ヒロは船首に立って手にした櫂で海面を掻き、船を謎の物体に接舷させる。呆気に取られて半開きになっていた口元を引き締め、気を改めて紺碧の瞳で上から下まで流し見るも、やはり何なのかさえ想像が及ばない。
「なんていうか、偶像みたいじゃない? ヒトっぽい形をしているわよね?」
「うん、そんな感じがする。――あと、さっき感じた不穏な魔力を表面に帯びているね」
翡翠の瞳が映すものを解せずにビアンカも首を捻っていたが、見たまま受けた印象を口に出す。
ビアンカは持ち前の好奇心から、少しでも近くで見ようとしているのだろう。不思議そうに瞳を輝かせ、船の縁に手を付いて中腰で身を乗り出している。そのせいで船の重心が偏り僅かに傾いだため、ヒロはビアンカを手で制して「落っこちるから」と軽く諫めた。
窘めに従ってビアンカが腰を下ろしたのを認めると、ヒロは再び正体の分からぬ物体に怪訝さを帯びた紺碧の瞳を差し立てる。
「空から落ちてきたのは、こいつで間違え無さそうだけど。

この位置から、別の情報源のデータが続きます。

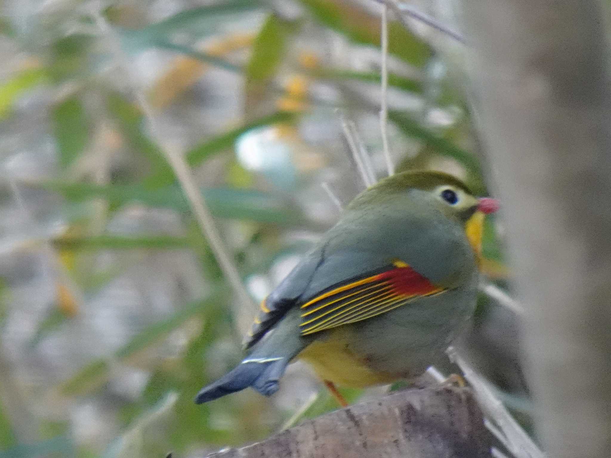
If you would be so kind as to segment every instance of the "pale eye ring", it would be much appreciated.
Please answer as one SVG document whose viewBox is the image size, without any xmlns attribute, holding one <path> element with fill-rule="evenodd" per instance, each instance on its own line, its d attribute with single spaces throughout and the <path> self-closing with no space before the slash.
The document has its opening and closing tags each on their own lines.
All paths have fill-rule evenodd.
<svg viewBox="0 0 611 458">
<path fill-rule="evenodd" d="M 450 205 L 456 205 L 458 203 L 458 195 L 452 189 L 444 189 L 439 193 L 439 196 Z"/>
</svg>

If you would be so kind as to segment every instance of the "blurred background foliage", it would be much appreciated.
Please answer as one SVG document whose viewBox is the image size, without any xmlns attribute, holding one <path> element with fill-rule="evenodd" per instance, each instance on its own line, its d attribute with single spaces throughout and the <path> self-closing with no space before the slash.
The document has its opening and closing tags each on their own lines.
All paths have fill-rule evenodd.
<svg viewBox="0 0 611 458">
<path fill-rule="evenodd" d="M 455 26 L 451 2 L 415 3 Z M 202 456 L 336 408 L 299 363 L 271 399 L 193 404 L 240 360 L 255 309 L 224 278 L 164 148 L 183 154 L 260 300 L 336 220 L 321 184 L 344 204 L 363 189 L 338 110 L 386 175 L 379 4 L 0 5 L 0 457 Z M 463 45 L 396 18 L 389 37 L 395 164 L 485 194 Z M 502 286 L 502 234 L 489 219 L 483 269 Z M 480 305 L 467 341 L 524 394 L 514 317 Z"/>
</svg>

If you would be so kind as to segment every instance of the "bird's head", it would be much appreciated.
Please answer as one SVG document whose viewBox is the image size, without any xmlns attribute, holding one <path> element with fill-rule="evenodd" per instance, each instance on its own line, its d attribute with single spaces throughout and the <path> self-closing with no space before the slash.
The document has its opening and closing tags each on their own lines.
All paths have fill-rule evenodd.
<svg viewBox="0 0 611 458">
<path fill-rule="evenodd" d="M 380 205 L 388 199 L 402 197 L 407 198 L 406 205 L 412 206 L 414 211 L 436 209 L 464 225 L 469 243 L 478 255 L 481 250 L 484 217 L 499 209 L 496 199 L 477 197 L 455 176 L 431 170 L 404 172 L 384 178 L 354 199 L 350 207 Z"/>
</svg>

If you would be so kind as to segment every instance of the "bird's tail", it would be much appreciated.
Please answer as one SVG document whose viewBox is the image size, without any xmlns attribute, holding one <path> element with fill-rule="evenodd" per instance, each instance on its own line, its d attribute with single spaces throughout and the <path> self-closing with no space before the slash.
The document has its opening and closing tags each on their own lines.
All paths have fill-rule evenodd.
<svg viewBox="0 0 611 458">
<path fill-rule="evenodd" d="M 264 396 L 271 396 L 280 388 L 279 380 L 289 362 L 282 357 L 245 359 L 224 376 L 202 388 L 195 402 L 203 404 L 249 387 Z"/>
<path fill-rule="evenodd" d="M 196 396 L 196 403 L 207 402 L 249 387 L 264 396 L 278 391 L 287 366 L 309 343 L 299 336 L 299 328 L 291 318 L 283 319 L 236 368 L 202 388 Z"/>
</svg>

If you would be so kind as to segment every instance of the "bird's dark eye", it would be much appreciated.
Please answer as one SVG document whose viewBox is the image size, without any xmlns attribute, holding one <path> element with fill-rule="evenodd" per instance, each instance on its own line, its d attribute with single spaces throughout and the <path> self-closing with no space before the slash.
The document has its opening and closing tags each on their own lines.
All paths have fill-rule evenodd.
<svg viewBox="0 0 611 458">
<path fill-rule="evenodd" d="M 455 205 L 458 202 L 458 196 L 452 189 L 444 189 L 441 191 L 441 198 L 450 205 Z"/>
</svg>

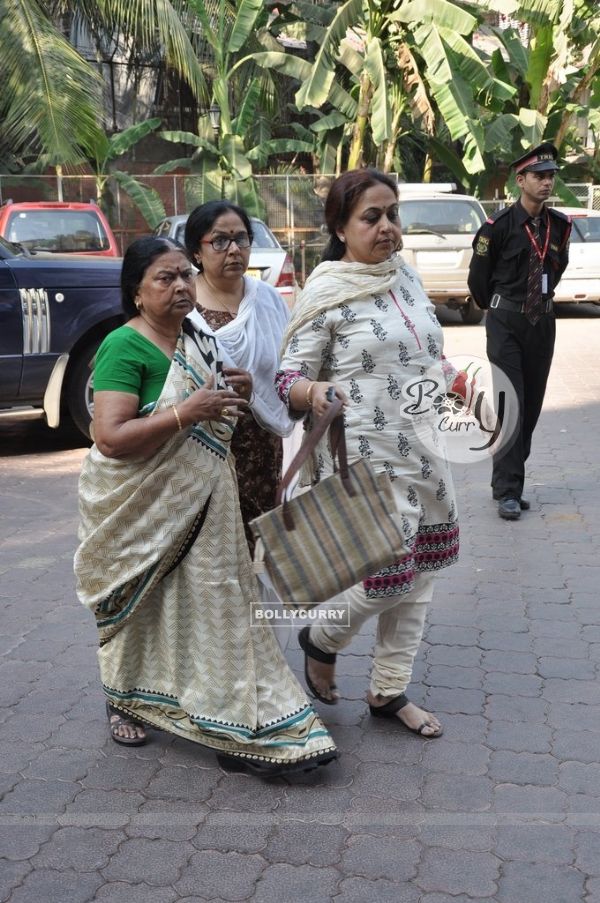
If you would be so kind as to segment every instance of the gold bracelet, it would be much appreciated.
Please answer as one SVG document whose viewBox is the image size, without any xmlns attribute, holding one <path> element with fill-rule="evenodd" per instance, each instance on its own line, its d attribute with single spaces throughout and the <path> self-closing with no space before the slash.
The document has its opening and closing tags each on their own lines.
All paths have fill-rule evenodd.
<svg viewBox="0 0 600 903">
<path fill-rule="evenodd" d="M 314 387 L 315 387 L 315 383 L 313 383 L 313 382 L 308 383 L 308 388 L 306 390 L 306 404 L 308 405 L 309 410 L 310 410 L 310 408 L 312 408 L 312 393 L 313 393 Z"/>
<path fill-rule="evenodd" d="M 181 417 L 179 416 L 179 411 L 177 410 L 177 407 L 174 404 L 172 404 L 171 409 L 172 409 L 173 413 L 175 414 L 175 420 L 177 421 L 177 429 L 182 430 L 183 425 L 181 423 Z"/>
</svg>

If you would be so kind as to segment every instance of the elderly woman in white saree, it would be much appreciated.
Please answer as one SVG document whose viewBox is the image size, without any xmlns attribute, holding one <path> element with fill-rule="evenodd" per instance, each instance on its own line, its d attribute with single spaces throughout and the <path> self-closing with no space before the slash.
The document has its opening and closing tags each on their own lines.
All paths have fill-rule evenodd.
<svg viewBox="0 0 600 903">
<path fill-rule="evenodd" d="M 123 261 L 127 323 L 100 347 L 95 445 L 80 479 L 77 590 L 96 616 L 111 737 L 143 724 L 264 776 L 307 770 L 335 746 L 264 621 L 228 454 L 249 375 L 226 386 L 212 337 L 184 319 L 193 274 L 165 239 Z"/>
</svg>

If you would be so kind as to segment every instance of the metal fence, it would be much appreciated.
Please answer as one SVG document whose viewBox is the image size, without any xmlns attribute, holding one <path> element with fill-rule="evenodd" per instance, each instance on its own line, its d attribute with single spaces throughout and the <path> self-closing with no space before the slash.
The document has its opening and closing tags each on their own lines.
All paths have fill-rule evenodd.
<svg viewBox="0 0 600 903">
<path fill-rule="evenodd" d="M 195 200 L 197 182 L 188 175 L 137 175 L 142 184 L 160 195 L 168 216 L 187 213 Z M 325 238 L 321 231 L 323 204 L 334 176 L 256 176 L 265 205 L 265 219 L 294 259 L 299 281 L 320 259 Z M 570 184 L 583 206 L 600 210 L 600 185 Z M 96 197 L 93 176 L 0 175 L 0 203 L 13 201 L 88 201 Z M 108 218 L 124 250 L 134 238 L 147 234 L 148 226 L 131 199 L 116 182 L 108 186 Z M 554 199 L 558 202 L 558 199 Z M 504 200 L 484 200 L 490 213 L 505 205 Z"/>
</svg>

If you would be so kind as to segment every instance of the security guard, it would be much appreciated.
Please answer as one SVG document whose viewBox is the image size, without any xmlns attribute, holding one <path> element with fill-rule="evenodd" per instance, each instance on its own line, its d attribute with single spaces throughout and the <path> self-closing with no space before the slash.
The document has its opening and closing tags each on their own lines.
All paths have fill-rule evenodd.
<svg viewBox="0 0 600 903">
<path fill-rule="evenodd" d="M 552 363 L 556 323 L 552 298 L 569 261 L 571 221 L 547 207 L 558 169 L 553 144 L 540 144 L 515 160 L 520 198 L 493 214 L 473 240 L 469 290 L 487 310 L 487 356 L 515 389 L 519 419 L 514 441 L 494 456 L 493 497 L 498 514 L 517 520 L 525 461 Z"/>
</svg>

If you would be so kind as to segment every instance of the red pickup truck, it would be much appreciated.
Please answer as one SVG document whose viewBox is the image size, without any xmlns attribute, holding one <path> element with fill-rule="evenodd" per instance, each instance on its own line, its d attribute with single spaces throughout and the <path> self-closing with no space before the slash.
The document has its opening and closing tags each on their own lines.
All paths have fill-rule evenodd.
<svg viewBox="0 0 600 903">
<path fill-rule="evenodd" d="M 108 220 L 92 201 L 7 201 L 0 207 L 0 236 L 28 251 L 120 257 Z"/>
</svg>

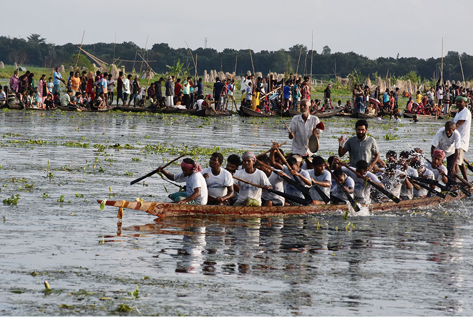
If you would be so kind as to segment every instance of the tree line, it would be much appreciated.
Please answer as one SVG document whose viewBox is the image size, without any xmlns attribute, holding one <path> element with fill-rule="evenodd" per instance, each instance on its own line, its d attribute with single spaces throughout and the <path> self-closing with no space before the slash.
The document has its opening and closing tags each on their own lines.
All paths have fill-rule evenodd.
<svg viewBox="0 0 473 317">
<path fill-rule="evenodd" d="M 71 57 L 78 52 L 79 44 L 67 43 L 56 45 L 46 43 L 46 39 L 39 34 L 32 34 L 26 39 L 0 36 L 0 61 L 5 64 L 29 65 L 38 67 L 51 68 L 61 64 L 68 67 L 66 63 Z M 211 48 L 199 47 L 189 50 L 187 47 L 173 48 L 166 43 L 157 43 L 145 49 L 132 42 L 121 43 L 98 43 L 84 45 L 83 48 L 98 59 L 110 64 L 114 58 L 118 60 L 117 66 L 124 66 L 126 71 L 134 68 L 137 72 L 144 71 L 146 63 L 142 62 L 140 55 L 150 61 L 149 64 L 158 73 L 165 73 L 169 69 L 166 66 L 175 65 L 178 61 L 185 68 L 193 73 L 192 57 L 197 59 L 197 72 L 203 73 L 204 70 L 210 71 L 232 72 L 241 75 L 248 70 L 252 71 L 253 66 L 256 71 L 267 73 L 270 70 L 282 73 L 310 74 L 312 59 L 312 71 L 314 78 L 320 79 L 334 78 L 337 76 L 346 77 L 354 70 L 361 77 L 370 76 L 372 80 L 375 76 L 384 79 L 389 74 L 390 78 L 398 78 L 406 75 L 417 75 L 420 80 L 436 80 L 440 77 L 441 58 L 424 59 L 417 57 L 378 57 L 372 59 L 366 56 L 348 52 L 332 53 L 328 46 L 318 53 L 308 50 L 304 45 L 297 45 L 288 49 L 276 51 L 251 51 L 248 49 L 236 50 L 225 48 L 219 52 Z M 473 79 L 473 56 L 466 53 L 460 55 L 466 80 Z M 252 58 L 253 63 L 252 63 Z M 136 61 L 133 62 L 133 61 Z M 93 62 L 93 61 L 92 61 Z M 443 78 L 445 80 L 458 80 L 462 79 L 458 53 L 449 51 L 443 59 Z"/>
</svg>

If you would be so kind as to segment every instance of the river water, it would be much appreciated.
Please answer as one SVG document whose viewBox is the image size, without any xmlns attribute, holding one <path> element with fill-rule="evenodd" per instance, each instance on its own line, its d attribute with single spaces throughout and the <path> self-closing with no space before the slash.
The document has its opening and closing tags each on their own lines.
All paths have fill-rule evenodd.
<svg viewBox="0 0 473 317">
<path fill-rule="evenodd" d="M 324 120 L 319 153 L 355 121 Z M 472 199 L 346 219 L 154 221 L 125 209 L 121 222 L 96 203 L 166 200 L 176 187 L 159 176 L 129 182 L 184 149 L 203 166 L 215 150 L 264 151 L 288 141 L 284 122 L 0 111 L 0 197 L 20 195 L 0 204 L 0 314 L 473 314 Z M 370 123 L 382 157 L 428 152 L 443 123 Z"/>
</svg>

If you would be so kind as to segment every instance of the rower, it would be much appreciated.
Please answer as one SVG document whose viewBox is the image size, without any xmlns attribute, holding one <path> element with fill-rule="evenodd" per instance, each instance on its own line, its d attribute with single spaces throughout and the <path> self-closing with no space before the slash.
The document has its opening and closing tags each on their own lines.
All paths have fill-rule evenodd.
<svg viewBox="0 0 473 317">
<path fill-rule="evenodd" d="M 301 101 L 301 114 L 295 115 L 289 125 L 289 138 L 292 140 L 293 155 L 298 154 L 304 158 L 311 156 L 314 153 L 309 149 L 309 138 L 315 136 L 318 138 L 320 130 L 323 126 L 319 118 L 310 114 L 310 101 L 303 99 Z M 310 168 L 311 166 L 308 166 Z"/>
<path fill-rule="evenodd" d="M 235 176 L 244 181 L 260 185 L 263 189 L 271 188 L 269 180 L 262 171 L 255 168 L 256 157 L 251 152 L 245 152 L 241 158 L 243 159 L 242 169 L 235 173 Z M 252 206 L 258 207 L 261 205 L 261 188 L 235 180 L 236 190 L 238 193 L 238 198 L 234 204 L 234 206 Z"/>
<path fill-rule="evenodd" d="M 333 162 L 335 164 L 340 162 L 338 158 L 333 158 Z M 353 179 L 355 181 L 355 190 L 354 196 L 355 199 L 358 204 L 369 204 L 371 202 L 370 192 L 371 190 L 371 184 L 366 181 L 368 178 L 370 179 L 378 186 L 383 188 L 384 185 L 381 183 L 378 178 L 368 170 L 368 164 L 366 161 L 360 159 L 356 162 L 356 172 L 363 176 L 363 178 L 358 177 L 356 174 L 345 166 L 342 166 L 342 171 L 346 174 Z"/>
<path fill-rule="evenodd" d="M 432 155 L 432 164 L 429 163 L 426 163 L 426 167 L 432 171 L 434 174 L 435 180 L 438 181 L 442 181 L 444 184 L 448 182 L 448 179 L 445 176 L 447 175 L 447 168 L 444 166 L 442 162 L 445 158 L 445 153 L 442 150 L 436 150 Z M 442 175 L 439 172 L 440 169 L 444 173 Z"/>
<path fill-rule="evenodd" d="M 163 166 L 158 168 L 158 171 L 162 173 L 171 181 L 178 182 L 186 182 L 186 191 L 173 193 L 169 198 L 178 204 L 206 204 L 207 203 L 207 185 L 205 179 L 200 174 L 200 165 L 196 164 L 191 158 L 184 158 L 181 162 L 182 173 L 171 174 L 164 170 Z"/>
<path fill-rule="evenodd" d="M 356 136 L 345 140 L 342 136 L 338 139 L 338 156 L 342 157 L 350 152 L 350 166 L 355 167 L 360 160 L 369 162 L 368 170 L 371 171 L 379 157 L 376 140 L 372 136 L 366 136 L 368 122 L 361 119 L 355 124 Z"/>
<path fill-rule="evenodd" d="M 341 168 L 333 171 L 333 176 L 338 180 L 342 185 L 345 187 L 350 196 L 353 197 L 353 192 L 355 191 L 355 181 L 353 181 L 353 179 L 343 173 Z M 334 185 L 333 181 L 332 182 L 330 194 L 330 200 L 332 204 L 349 204 L 346 195 L 342 190 L 342 189 L 340 188 L 340 185 L 336 183 L 336 181 L 335 181 Z"/>
<path fill-rule="evenodd" d="M 227 170 L 221 168 L 223 156 L 214 152 L 210 157 L 209 167 L 201 172 L 207 185 L 208 204 L 223 205 L 233 197 L 233 178 Z"/>
<path fill-rule="evenodd" d="M 269 165 L 271 163 L 269 158 L 266 154 L 258 157 L 258 159 L 267 165 Z M 283 180 L 280 176 L 284 174 L 282 171 L 278 172 L 273 172 L 262 164 L 258 164 L 257 167 L 268 177 L 269 182 L 271 183 L 271 185 L 274 189 L 284 192 Z M 266 190 L 263 191 L 261 194 L 261 201 L 263 206 L 284 206 L 284 197 Z"/>
<path fill-rule="evenodd" d="M 447 169 L 448 175 L 451 175 L 458 159 L 458 150 L 461 146 L 461 136 L 455 130 L 456 125 L 452 121 L 445 122 L 434 136 L 430 147 L 430 155 L 433 155 L 436 150 L 442 150 L 447 158 Z"/>
<path fill-rule="evenodd" d="M 413 167 L 417 171 L 417 173 L 420 177 L 425 179 L 433 180 L 433 172 L 423 165 L 420 161 L 417 160 L 411 160 L 409 165 L 411 167 Z M 418 190 L 416 187 L 414 187 L 414 197 L 425 197 L 427 196 L 428 192 L 426 188 L 419 186 L 420 188 Z M 433 185 L 430 185 L 430 188 L 432 189 L 435 189 L 435 186 Z"/>
<path fill-rule="evenodd" d="M 463 157 L 465 152 L 468 151 L 468 146 L 470 144 L 470 132 L 472 127 L 472 113 L 467 107 L 468 101 L 468 99 L 466 97 L 457 96 L 455 99 L 455 103 L 458 111 L 453 118 L 455 129 L 460 133 L 461 137 L 460 146 L 458 149 L 458 159 L 455 164 L 455 169 L 457 173 L 457 166 L 460 166 L 462 175 L 467 181 L 468 181 L 468 176 L 467 174 L 466 166 L 465 166 L 465 163 L 463 162 Z"/>
<path fill-rule="evenodd" d="M 312 181 L 312 187 L 310 187 L 310 197 L 314 200 L 322 201 L 323 200 L 314 186 L 318 186 L 327 197 L 330 197 L 332 177 L 330 172 L 325 170 L 325 160 L 322 157 L 315 155 L 312 156 L 312 169 L 308 171 Z"/>
<path fill-rule="evenodd" d="M 419 173 L 415 168 L 409 166 L 410 158 L 408 151 L 402 151 L 399 154 L 399 160 L 398 163 L 399 170 L 407 177 L 419 177 Z M 402 183 L 401 187 L 401 194 L 399 198 L 402 200 L 412 199 L 414 198 L 414 189 L 419 190 L 421 186 L 416 184 L 411 183 L 408 180 L 406 179 Z"/>
<path fill-rule="evenodd" d="M 297 160 L 295 158 L 293 157 L 291 157 L 286 160 L 287 164 L 291 168 L 290 170 L 287 167 L 284 166 L 282 164 L 276 161 L 274 158 L 274 153 L 276 151 L 278 150 L 278 148 L 277 147 L 277 144 L 273 144 L 271 148 L 271 152 L 269 154 L 269 161 L 271 165 L 276 169 L 282 170 L 284 172 L 284 174 L 286 176 L 288 175 L 291 175 L 291 176 L 288 176 L 288 177 L 291 177 L 292 176 L 292 179 L 295 181 L 298 181 L 306 187 L 308 187 L 312 185 L 312 182 L 310 181 L 310 176 L 308 172 L 306 170 L 302 169 L 299 167 L 300 164 L 298 163 Z M 300 157 L 300 156 L 298 156 Z M 301 198 L 304 197 L 304 194 L 302 192 L 291 184 L 284 183 L 284 193 L 287 193 L 287 194 L 298 197 L 301 197 Z M 295 204 L 293 202 L 286 202 L 286 204 Z"/>
</svg>

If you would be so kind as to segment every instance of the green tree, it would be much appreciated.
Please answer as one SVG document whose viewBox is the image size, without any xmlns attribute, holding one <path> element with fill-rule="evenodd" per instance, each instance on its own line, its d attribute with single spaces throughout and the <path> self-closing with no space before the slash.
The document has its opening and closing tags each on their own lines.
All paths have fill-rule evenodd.
<svg viewBox="0 0 473 317">
<path fill-rule="evenodd" d="M 73 54 L 72 55 L 71 55 L 67 61 L 65 63 L 65 66 L 74 67 L 77 61 L 77 54 Z M 85 68 L 86 70 L 92 70 L 93 71 L 95 70 L 94 69 L 94 67 L 92 66 L 92 63 L 91 63 L 89 59 L 83 54 L 81 54 L 80 55 L 79 55 L 79 61 L 77 61 L 77 67 L 76 69 L 82 69 L 82 68 L 83 67 Z"/>
</svg>

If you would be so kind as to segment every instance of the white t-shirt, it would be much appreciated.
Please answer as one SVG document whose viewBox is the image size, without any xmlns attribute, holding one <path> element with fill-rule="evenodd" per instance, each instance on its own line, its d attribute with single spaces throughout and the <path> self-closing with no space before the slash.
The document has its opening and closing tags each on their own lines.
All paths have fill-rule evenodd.
<svg viewBox="0 0 473 317">
<path fill-rule="evenodd" d="M 333 181 L 335 180 L 333 180 Z M 334 185 L 333 183 L 333 182 L 332 181 L 332 186 L 334 186 L 334 187 L 333 188 L 331 188 L 331 195 L 348 203 L 348 200 L 347 199 L 347 195 L 345 194 L 345 192 L 340 188 L 340 186 L 337 183 L 336 181 L 335 181 Z M 355 189 L 355 181 L 350 176 L 347 176 L 346 180 L 345 180 L 345 182 L 342 185 L 349 189 Z M 353 194 L 350 194 L 350 195 L 352 197 L 353 197 Z"/>
<path fill-rule="evenodd" d="M 313 178 L 315 181 L 328 181 L 331 184 L 332 181 L 332 176 L 330 174 L 330 172 L 328 171 L 326 171 L 324 170 L 324 172 L 319 175 L 318 176 L 316 176 L 315 173 L 314 173 L 314 170 L 311 169 L 307 171 L 309 173 L 309 176 L 310 178 Z M 314 186 L 317 186 L 319 188 L 322 189 L 322 191 L 328 197 L 330 197 L 330 187 L 325 187 L 322 186 L 319 186 L 318 185 L 314 185 L 310 187 L 310 197 L 314 200 L 324 200 L 319 195 L 319 193 L 317 192 L 317 190 L 314 188 Z"/>
<path fill-rule="evenodd" d="M 199 110 L 202 110 L 202 103 L 204 102 L 204 99 L 199 99 L 197 101 L 197 107 L 199 107 Z"/>
<path fill-rule="evenodd" d="M 299 154 L 305 156 L 306 154 L 310 156 L 313 154 L 309 150 L 309 138 L 312 135 L 312 130 L 320 122 L 319 118 L 315 115 L 309 114 L 307 120 L 305 122 L 302 114 L 295 116 L 291 120 L 289 129 L 294 134 L 292 139 L 292 154 Z M 320 134 L 320 131 L 317 130 Z"/>
<path fill-rule="evenodd" d="M 284 192 L 284 188 L 283 185 L 283 179 L 280 177 L 276 173 L 271 173 L 268 178 L 271 185 L 273 186 L 273 189 L 275 190 Z M 267 190 L 263 190 L 261 193 L 261 198 L 265 200 L 270 200 L 276 199 L 281 201 L 284 205 L 284 197 L 282 197 L 279 195 L 276 195 L 274 193 L 270 193 Z"/>
<path fill-rule="evenodd" d="M 363 179 L 358 178 L 356 174 L 345 166 L 342 166 L 342 171 L 343 171 L 343 173 L 347 174 L 347 175 L 353 179 L 353 181 L 355 183 L 354 194 L 354 196 L 357 198 L 357 202 L 359 204 L 369 204 L 371 201 L 370 199 L 370 191 L 371 190 L 371 184 L 366 181 Z M 381 182 L 376 175 L 371 172 L 367 172 L 365 175 L 373 181 Z"/>
<path fill-rule="evenodd" d="M 205 180 L 209 196 L 215 198 L 224 196 L 227 195 L 227 186 L 233 185 L 233 177 L 225 169 L 220 168 L 218 175 L 212 173 L 212 167 L 204 168 L 201 173 L 202 174 L 207 173 L 209 175 L 209 178 Z"/>
<path fill-rule="evenodd" d="M 123 81 L 123 92 L 128 94 L 131 93 L 131 91 L 130 91 L 130 80 L 128 78 L 125 78 L 125 80 Z"/>
<path fill-rule="evenodd" d="M 454 130 L 450 137 L 448 137 L 445 133 L 445 127 L 439 129 L 432 140 L 432 145 L 435 147 L 436 150 L 443 150 L 446 158 L 454 154 L 455 150 L 460 148 L 461 143 L 461 136 L 458 131 Z"/>
<path fill-rule="evenodd" d="M 174 181 L 177 182 L 186 182 L 188 197 L 192 194 L 195 188 L 200 187 L 200 195 L 194 200 L 198 204 L 207 204 L 207 185 L 205 183 L 205 179 L 201 174 L 194 172 L 190 176 L 185 176 L 182 172 L 174 174 Z"/>
<path fill-rule="evenodd" d="M 433 167 L 432 167 L 432 165 L 431 165 L 428 163 L 426 163 L 424 164 L 424 167 L 425 167 L 425 168 L 426 169 L 428 169 L 428 170 L 430 170 L 432 171 L 432 172 L 434 174 L 434 180 L 435 180 L 436 181 L 438 181 L 439 182 L 440 182 L 441 184 L 445 184 L 445 183 L 444 182 L 444 180 L 443 180 L 443 178 L 444 178 L 442 176 L 442 175 L 440 175 L 440 173 L 439 172 L 439 171 L 438 171 L 438 169 L 437 169 L 436 168 L 434 168 Z M 446 167 L 444 165 L 440 165 L 440 166 L 439 166 L 439 168 L 440 168 L 440 170 L 442 172 L 443 172 L 443 173 L 446 175 L 447 175 L 447 167 Z"/>
<path fill-rule="evenodd" d="M 254 173 L 248 174 L 246 173 L 245 170 L 242 169 L 236 171 L 235 176 L 257 185 L 271 186 L 271 183 L 269 182 L 268 177 L 260 170 L 257 169 Z M 261 204 L 261 192 L 262 191 L 261 188 L 247 184 L 237 180 L 235 180 L 235 182 L 240 187 L 240 191 L 238 193 L 238 199 L 236 200 L 236 203 L 243 203 L 247 198 L 252 198 L 258 201 L 260 204 Z"/>
<path fill-rule="evenodd" d="M 431 180 L 433 180 L 434 178 L 433 172 L 428 169 L 428 168 L 426 169 L 426 170 L 424 171 L 423 175 L 421 175 L 421 177 L 423 177 L 424 176 L 426 176 L 428 178 L 430 179 Z M 426 184 L 425 183 L 424 185 L 425 184 Z M 412 187 L 413 187 L 414 186 L 413 186 Z M 421 187 L 421 189 L 419 189 L 419 190 L 417 190 L 415 188 L 414 188 L 414 197 L 422 197 L 425 196 L 426 196 L 427 193 L 428 193 L 428 192 L 427 191 L 427 190 L 423 187 Z"/>
<path fill-rule="evenodd" d="M 298 181 L 303 186 L 307 187 L 309 187 L 309 185 L 305 183 L 304 181 L 303 181 L 299 176 L 292 176 L 292 175 L 291 175 L 291 173 L 289 172 L 289 169 L 286 166 L 284 166 L 284 168 L 283 169 L 283 171 L 284 172 L 284 173 L 285 173 L 287 176 L 292 178 L 293 180 L 295 180 Z M 299 173 L 306 178 L 309 180 L 310 179 L 310 175 L 309 174 L 308 171 L 300 169 Z M 284 192 L 297 197 L 300 197 L 301 198 L 304 197 L 304 194 L 302 193 L 302 192 L 288 183 L 285 183 L 285 187 L 284 188 Z"/>
<path fill-rule="evenodd" d="M 470 145 L 470 132 L 472 128 L 472 113 L 466 107 L 461 111 L 457 113 L 453 118 L 453 122 L 456 123 L 459 120 L 465 120 L 456 131 L 461 137 L 460 147 L 466 152 L 468 151 L 468 146 Z"/>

――中の方に感じる魔力の波長って。なんか、覚えがあるというか……」
この正体不明な物体が表面に帯びている魔力は、暗然たる様相を感知させた。まるで“呪いの烙印”を行使したかのような暗く重く濃い――。しかし、相反する慈しみを抱懐しているようにも感じる。
遥か上空から海へ落ちてきたにしては、壊れた様子も無い。もしかすると、この包み込むように表面を覆う魔力が原因かと推察していく。
そして、更に内側に感じるのは、身に覚えのある魔力の波長だった。どこで感じた魔力だったかヒロが首を傾げていると、不意に腰に巻き付けた帯布を引かれた。
はたと思想を中断して帯布を引く主を見やれば、座り込んだままのビアンカが怪訝そうに何かを指差し示している。